Pero el plan de Google sufrió un traspié. La mayor parte de las obras de esas bibliotecas de investigación todavía están protegidas por las leyes de propiedad intelectual. Google dijo que escanearía el libro entero, sea cual fuere su condición en cuanto a propiedad intelectual, pero que los usuarios que buscaran algo en libros protegidos por estas leyes sólo podrían ver un fragmento. Era, se argumentó en su momento, un “uso justo” –y por ende permitido bajo las leyes de copyright de la misma manera que uno puede citar una frase o dos de un libro para una crítica o una discusión

Los editores y autores se mostraron en desacuerdo y algunos demandaron a Google por violar las leyes de propiedad intelectual, pero finalmente llegaron a un acuerdo a cambio de una participación en las ganancias de Google. El mes pasado, en un tribunal de Manhattan, el juez Denny Chin rechazó ese acuerdo propuesto, en parte porque le daría a Google un monopolio de facto sobre las versiones digitales de los llamados libros “huérfanos” –es decir, libros que todavía están protegidos por las leyes de propiedad intelectual, pero ya no están impresos y cuya titularidad en materia de copyright es difícil de determinar.

Chin determinó que el Congreso de Estados Unidos, no un tribunal, era el organismo adecuado para decidir a quién se le debería confiar la tutela de los libros huérfanos, y en qué términos. Estaba en lo cierto, al menos si estamos considerando cuestiones dentro de la jurisdicción estadounidense. Estas son cuestiones grandes e importantes que afectan no sólo a autores, editores y a Google, sino a toda aquella persona interesada en la difusión y disponibilidad del conocimiento y la cultura. Así, si bien la decisión de Chin es un contratiempo temporario en el camino hacia una biblioteca universal, ofrece una oportunidad para reconsiderar cómo se puede materializar mejor el sueño.

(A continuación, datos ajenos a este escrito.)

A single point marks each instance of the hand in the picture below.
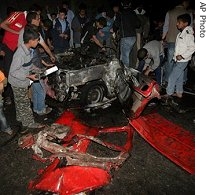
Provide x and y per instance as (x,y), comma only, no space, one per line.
(52,58)
(50,65)
(147,71)
(32,77)
(179,57)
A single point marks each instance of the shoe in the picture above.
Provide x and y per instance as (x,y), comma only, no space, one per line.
(46,111)
(9,132)
(35,126)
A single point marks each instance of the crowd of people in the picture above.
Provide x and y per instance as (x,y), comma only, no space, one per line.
(141,43)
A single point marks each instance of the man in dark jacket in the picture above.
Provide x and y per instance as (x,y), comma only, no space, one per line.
(60,33)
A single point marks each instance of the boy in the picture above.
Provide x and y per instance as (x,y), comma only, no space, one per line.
(3,121)
(184,48)
(151,52)
(19,78)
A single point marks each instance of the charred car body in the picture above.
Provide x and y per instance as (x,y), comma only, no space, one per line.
(94,80)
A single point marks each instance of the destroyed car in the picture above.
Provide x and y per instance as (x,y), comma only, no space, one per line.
(94,80)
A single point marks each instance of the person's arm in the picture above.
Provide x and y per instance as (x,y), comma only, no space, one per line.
(5,25)
(165,26)
(47,49)
(46,64)
(190,47)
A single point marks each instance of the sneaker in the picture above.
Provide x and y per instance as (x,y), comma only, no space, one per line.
(9,132)
(46,111)
(35,126)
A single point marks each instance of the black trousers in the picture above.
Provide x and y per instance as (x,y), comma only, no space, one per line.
(7,60)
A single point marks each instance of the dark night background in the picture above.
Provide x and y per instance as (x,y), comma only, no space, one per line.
(154,8)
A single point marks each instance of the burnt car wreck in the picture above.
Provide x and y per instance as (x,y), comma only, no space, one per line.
(96,82)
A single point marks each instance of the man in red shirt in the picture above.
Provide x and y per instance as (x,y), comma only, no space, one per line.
(12,26)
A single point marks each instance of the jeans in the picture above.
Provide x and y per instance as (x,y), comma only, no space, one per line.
(38,96)
(170,62)
(3,121)
(157,71)
(126,45)
(176,78)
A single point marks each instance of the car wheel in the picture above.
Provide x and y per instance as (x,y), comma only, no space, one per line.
(92,93)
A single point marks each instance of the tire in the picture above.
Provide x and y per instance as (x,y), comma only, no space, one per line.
(92,93)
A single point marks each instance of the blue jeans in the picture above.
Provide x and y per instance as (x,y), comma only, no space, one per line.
(126,45)
(176,78)
(3,121)
(157,71)
(38,96)
(170,62)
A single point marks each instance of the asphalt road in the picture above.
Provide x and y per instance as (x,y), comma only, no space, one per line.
(145,172)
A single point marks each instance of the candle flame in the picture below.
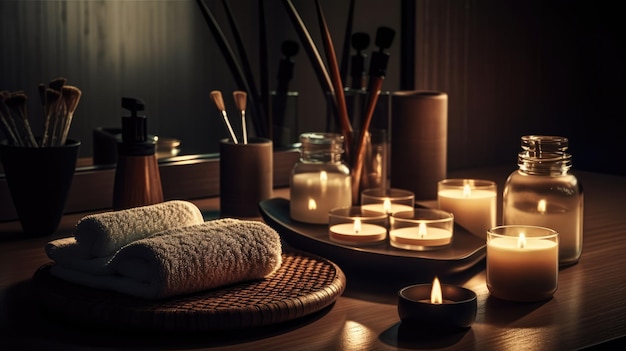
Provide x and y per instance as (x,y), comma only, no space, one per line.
(421,230)
(324,181)
(467,190)
(436,297)
(541,206)
(521,241)
(387,205)
(357,226)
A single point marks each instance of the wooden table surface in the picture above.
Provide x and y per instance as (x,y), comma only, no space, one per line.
(589,307)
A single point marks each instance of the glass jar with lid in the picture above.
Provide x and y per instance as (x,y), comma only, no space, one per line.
(543,192)
(320,180)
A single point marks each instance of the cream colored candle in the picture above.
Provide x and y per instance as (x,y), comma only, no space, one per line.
(421,229)
(357,232)
(420,236)
(473,203)
(522,262)
(544,214)
(313,195)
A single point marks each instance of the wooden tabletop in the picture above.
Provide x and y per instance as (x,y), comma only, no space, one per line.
(588,308)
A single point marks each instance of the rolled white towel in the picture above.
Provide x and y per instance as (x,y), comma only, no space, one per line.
(102,234)
(189,259)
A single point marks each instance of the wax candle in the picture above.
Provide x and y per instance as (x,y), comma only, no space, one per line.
(472,201)
(313,195)
(421,229)
(387,200)
(551,215)
(354,225)
(522,262)
(437,308)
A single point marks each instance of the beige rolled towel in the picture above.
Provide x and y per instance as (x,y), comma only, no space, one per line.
(188,260)
(102,234)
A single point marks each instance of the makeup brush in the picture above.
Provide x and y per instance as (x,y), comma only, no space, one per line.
(52,115)
(71,96)
(216,95)
(17,104)
(240,100)
(6,121)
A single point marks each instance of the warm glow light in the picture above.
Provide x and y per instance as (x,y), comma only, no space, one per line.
(435,294)
(357,226)
(521,241)
(541,206)
(467,190)
(421,230)
(387,205)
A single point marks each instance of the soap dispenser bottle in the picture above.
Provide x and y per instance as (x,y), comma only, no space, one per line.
(137,177)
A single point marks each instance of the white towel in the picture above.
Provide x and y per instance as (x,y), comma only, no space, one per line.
(102,234)
(187,260)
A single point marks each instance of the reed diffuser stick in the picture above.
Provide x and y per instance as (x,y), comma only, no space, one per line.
(233,65)
(331,58)
(347,37)
(217,98)
(311,49)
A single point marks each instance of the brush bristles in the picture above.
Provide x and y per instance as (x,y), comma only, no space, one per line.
(216,95)
(240,99)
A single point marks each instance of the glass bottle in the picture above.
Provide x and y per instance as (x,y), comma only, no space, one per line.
(320,180)
(543,192)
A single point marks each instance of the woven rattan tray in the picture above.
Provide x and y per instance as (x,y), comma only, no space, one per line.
(304,284)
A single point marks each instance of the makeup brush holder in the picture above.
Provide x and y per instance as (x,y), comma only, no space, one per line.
(419,125)
(246,176)
(39,181)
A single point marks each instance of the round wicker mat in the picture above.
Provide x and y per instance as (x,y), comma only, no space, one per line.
(304,284)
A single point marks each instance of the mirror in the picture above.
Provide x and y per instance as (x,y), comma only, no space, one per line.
(164,53)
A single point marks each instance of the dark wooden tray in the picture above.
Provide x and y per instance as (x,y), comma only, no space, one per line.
(466,249)
(304,284)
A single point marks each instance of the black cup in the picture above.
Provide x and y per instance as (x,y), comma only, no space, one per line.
(39,180)
(246,176)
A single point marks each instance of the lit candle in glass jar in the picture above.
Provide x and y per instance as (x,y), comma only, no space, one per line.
(522,262)
(472,201)
(354,225)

La cuestión central es la siguiente: ¿cómo podemos poner a disponibilidad de todos libros y artículos –no sólo fragmentos, sino obras enteras-, preservando al mismo tiempo los derechos de los creadores de las obras? Para responder esta pregunta, por supuesto, necesitamos decidir cuáles son esos derechos. De la misma manera que a los inventores se les dan patentes para que puedan obtener réditos de sus invenciones durante un tiempo limitado, originariamente a los autores se les otorgaba propiedad intelectual durante un período relativamente corto –en Estados Unidos, en un principio eran sólo 14 años a partir de la primera publicación de la obra.

Para la mayoría de los autores, eso sería tiempo suficiente para ganar el grueso del ingreso que alguna vez recibirían por sus textos; después de eso, las obras serían de dominio público. Pero las corporaciones generan fortunas en base al copyright, y en repetidas ocasiones presionaron al Congreso para prolongar ese tiempo, al punto de que en Estados Unidos hoy se extiende a 70 años después de la muerte del creador. (La legislación de 1998 responsable de la última extensión recibió el apodo de “Ley de Protección del Ratón Mickey” porque le permitía a la Walt Disney Company conservar el copyright de su famoso personaje de caricatura).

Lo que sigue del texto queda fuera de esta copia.